GAZETA DO POVO - PR - 09/03
A nova lei belga é mais uma triste vitória para uma mentalidade que trata o ser humano como descartável
Apesar dos apelos de parte da população belga, de entidades médicas e até de cidadãos de outros países – como a pequena Jessica Saba, canadense de 4 anos que nasceu com uma severa má-formação cardíaca e gravou um vídeo –, o rei da Bélgica, Felipe, sancionou na semana passada a lei que estende a eutanásia a crianças. O Senado do país tinha aprovado a lei em dezembro de 2013, e os deputados fizeram o mesmo em fevereiro, remetendo o texto para a assinatura real. A Bélgica tornou-se, assim, o primeiro país a eliminar qualquer restrição etária para a eutanásia, em mais uma triste vitória de uma mentalidade que trata o ser humano como descartável e traça linhas entre as vidas que merecem ser vividas e as que podem ser eliminadas.
O texto aprovado pelo Parlamento e sancionado por Felipe é uma emenda à lei de 2002 que regulamenta a eutanásia no país. Com a mudança, crianças de qualquer idade que sofram de doenças incuráveis e estejam em estado terminal, passando por “sofrimento físico insuportável”, podem requerer a eutanásia. Uma equipe médico-psicológica teria de atestar que a criança tem maturidade suficiente para fazer tal pedido, e a eutanásia ainda teria de ser submetida à aprovação dos pais.
Dilemas bioéticos como o da eutanásia costumam envolver pelo menos alguns de quatro grandes princípios: o da autonomia (o direito de cada indivíduo a tomar decisões sobre sua vida), o da beneficência (a obrigação de maximizar o benefício e minimizar o prejuízo), o da não maleficência (segundo o qual a ação médica não pode causar o mal ao paciente) e o da justiça (a obrigação de tratar cada um com a dignidade que lhe é devida). A defesa da eutanásia consiste em colocar a autonomia em uma posição muito superior a quaisquer outros princípios, subordinando-os ao desejo do paciente.
No entanto, se no caso da eutanásia para adultos essa abordagem já é altamente questionável (pois tanto a beneficência quanto a não maleficência merecem consideração igual à dada à autonomia), na situação das crianças essa argumentação é ainda mais insustentável, pois crianças não têm o discernimento necessário para avaliar uma decisão tão grave como a de solicitar a própria morte. Opositores da lei levantaram, por exemplo, a hipótese de a criança pedir a eutanásia para “agradar” aos pais, que sofrem com a doença do filho – aliás, a lei joga nas costas dos pais uma carga absurda, ao fazer deles corresponsáveis pela morte da criança, por meio de sua autorização. Acrescentar-lhes esse fardo quando eles já vivem uma profunda agonia chega a ser desumano.

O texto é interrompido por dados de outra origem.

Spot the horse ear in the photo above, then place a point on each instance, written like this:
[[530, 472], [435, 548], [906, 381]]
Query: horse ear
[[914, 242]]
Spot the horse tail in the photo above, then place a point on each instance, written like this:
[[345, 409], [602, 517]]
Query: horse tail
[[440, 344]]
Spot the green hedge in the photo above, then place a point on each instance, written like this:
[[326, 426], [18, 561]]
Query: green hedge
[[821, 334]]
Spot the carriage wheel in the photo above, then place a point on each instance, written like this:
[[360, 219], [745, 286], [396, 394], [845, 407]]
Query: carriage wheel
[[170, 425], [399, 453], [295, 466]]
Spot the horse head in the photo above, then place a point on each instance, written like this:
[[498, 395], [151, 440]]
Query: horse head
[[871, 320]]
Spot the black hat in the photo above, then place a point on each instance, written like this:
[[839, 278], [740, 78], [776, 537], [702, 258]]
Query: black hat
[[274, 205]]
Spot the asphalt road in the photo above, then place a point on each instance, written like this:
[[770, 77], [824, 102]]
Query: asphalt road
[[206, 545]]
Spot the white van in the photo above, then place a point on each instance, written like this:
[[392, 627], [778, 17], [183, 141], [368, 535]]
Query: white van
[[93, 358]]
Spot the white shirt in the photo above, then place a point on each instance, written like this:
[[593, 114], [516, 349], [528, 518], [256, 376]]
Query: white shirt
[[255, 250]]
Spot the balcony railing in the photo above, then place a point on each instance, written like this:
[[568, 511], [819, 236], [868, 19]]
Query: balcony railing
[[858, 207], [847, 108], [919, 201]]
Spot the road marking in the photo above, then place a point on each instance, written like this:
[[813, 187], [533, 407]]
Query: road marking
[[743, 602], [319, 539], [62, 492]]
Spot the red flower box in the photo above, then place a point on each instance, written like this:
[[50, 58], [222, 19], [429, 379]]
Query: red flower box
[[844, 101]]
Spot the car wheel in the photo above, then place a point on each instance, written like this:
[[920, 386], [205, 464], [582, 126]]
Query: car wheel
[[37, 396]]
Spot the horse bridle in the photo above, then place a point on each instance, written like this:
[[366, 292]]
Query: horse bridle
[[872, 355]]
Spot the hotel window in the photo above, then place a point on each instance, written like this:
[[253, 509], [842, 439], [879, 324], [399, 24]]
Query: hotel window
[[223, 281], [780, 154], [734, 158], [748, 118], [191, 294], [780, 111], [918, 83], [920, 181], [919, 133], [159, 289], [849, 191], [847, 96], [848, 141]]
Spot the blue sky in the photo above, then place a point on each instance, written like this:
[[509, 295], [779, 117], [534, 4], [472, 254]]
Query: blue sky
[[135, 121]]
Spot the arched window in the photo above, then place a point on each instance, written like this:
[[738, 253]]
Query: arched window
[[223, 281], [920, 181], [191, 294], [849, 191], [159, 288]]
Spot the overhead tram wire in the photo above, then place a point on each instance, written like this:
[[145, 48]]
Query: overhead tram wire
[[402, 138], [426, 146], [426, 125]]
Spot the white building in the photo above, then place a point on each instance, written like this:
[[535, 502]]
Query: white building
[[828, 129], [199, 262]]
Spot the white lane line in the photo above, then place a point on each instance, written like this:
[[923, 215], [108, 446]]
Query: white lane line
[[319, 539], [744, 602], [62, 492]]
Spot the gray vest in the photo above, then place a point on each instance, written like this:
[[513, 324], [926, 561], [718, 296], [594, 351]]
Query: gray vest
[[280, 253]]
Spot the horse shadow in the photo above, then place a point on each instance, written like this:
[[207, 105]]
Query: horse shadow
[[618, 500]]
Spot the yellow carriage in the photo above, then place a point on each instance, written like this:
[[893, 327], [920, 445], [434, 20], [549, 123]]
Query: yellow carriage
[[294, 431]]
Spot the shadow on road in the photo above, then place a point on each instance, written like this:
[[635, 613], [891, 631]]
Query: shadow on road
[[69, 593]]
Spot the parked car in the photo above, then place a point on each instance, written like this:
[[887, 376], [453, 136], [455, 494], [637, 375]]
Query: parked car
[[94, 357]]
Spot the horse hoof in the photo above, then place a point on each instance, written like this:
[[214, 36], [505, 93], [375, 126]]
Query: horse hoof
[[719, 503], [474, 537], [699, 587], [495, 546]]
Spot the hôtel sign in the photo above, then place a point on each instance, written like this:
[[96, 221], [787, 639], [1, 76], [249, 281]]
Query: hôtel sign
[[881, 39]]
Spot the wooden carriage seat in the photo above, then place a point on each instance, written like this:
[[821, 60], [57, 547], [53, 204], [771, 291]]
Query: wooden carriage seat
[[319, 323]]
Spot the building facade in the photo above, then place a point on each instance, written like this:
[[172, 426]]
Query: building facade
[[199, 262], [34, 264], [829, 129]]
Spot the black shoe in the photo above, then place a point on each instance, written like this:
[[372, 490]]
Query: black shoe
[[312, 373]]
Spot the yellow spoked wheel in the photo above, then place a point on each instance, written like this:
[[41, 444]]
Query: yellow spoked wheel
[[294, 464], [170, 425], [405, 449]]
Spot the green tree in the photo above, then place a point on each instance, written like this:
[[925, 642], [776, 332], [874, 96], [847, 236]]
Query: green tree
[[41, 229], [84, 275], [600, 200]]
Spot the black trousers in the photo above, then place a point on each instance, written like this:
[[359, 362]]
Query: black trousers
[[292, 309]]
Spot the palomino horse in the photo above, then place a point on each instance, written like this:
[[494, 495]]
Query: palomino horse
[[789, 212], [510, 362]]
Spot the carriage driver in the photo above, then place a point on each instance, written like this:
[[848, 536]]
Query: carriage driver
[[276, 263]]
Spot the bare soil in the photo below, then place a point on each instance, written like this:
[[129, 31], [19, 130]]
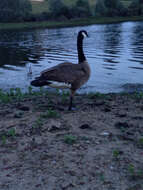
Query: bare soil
[[99, 146]]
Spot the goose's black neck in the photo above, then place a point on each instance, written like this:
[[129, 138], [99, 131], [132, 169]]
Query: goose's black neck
[[81, 56]]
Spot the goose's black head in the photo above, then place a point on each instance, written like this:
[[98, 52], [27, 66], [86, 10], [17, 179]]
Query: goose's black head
[[82, 34]]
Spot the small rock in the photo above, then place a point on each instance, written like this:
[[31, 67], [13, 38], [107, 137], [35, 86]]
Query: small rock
[[120, 125], [135, 187], [107, 109], [85, 126], [54, 125], [22, 107], [105, 134]]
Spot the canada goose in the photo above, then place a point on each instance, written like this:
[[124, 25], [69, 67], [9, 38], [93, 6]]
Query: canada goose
[[67, 74]]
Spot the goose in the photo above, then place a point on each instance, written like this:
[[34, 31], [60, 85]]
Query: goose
[[67, 74]]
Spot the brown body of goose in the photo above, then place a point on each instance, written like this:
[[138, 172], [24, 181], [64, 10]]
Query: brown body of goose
[[67, 74]]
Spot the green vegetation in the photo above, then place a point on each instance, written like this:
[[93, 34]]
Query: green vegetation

“Estas são vidas que vão acabar de qualquer maneira”, disse, num rasgo de sinceridade cínica, o pediatra belga Gerlant van Berlaer, que assinou, com outros 16 médicos, uma carta aberta em defesa de lei. A resposta para esses casos, no entanto, não é matar o paciente, como defende Van Berlaer, e sim deixar que a vida siga naturalmente seu curso – é a chamada “ortotanásia”, que consiste justamente na renúncia aos meios extraordinários que prolonguem artificialmente a vida do paciente, desde que se mantenha o suporte básico, que consiste na alimentação, na hidratação e na supressão da dor. Foi justamente esse o argumento de 160 pediatras belgas contrários à lei da eutanásia; eles argumentaram, entre outros aspectos, que a medicina dispõe hoje de recursos para aliviar a dor enquanto a vida termina de forma natural. A experiência de médicos intensivistas mostra que, em muitos casos, quando o paciente solicita a eutanásia, o que ele realmente quer é ser poupado da dor, e não dar fim à sua vida.
O tio de Felipe, o rei Balduíno, abdicou do trono belga em 1990 para não ter de assinar a lei que legalizava o aborto no país. É triste que o atual monarca não tenha a mesma compreensão a respeito do valor da vida humana, especialmente quando ela está mais vulnerável, devido à doença. Ninguém deseja que uma criança em estado terminal seja mantida viva a qualquer custo – a obstinação terapêutica que prolonga desnecessariamente a vida e o sofrimento de pacientes também merece condenação. Mas defender a atitude oposta, de agir para abreviar a vida de um doente terminal, baseada num conceito completamente distorcido de “dignidade”, é um passo na direção da desumanização de uma sociedade.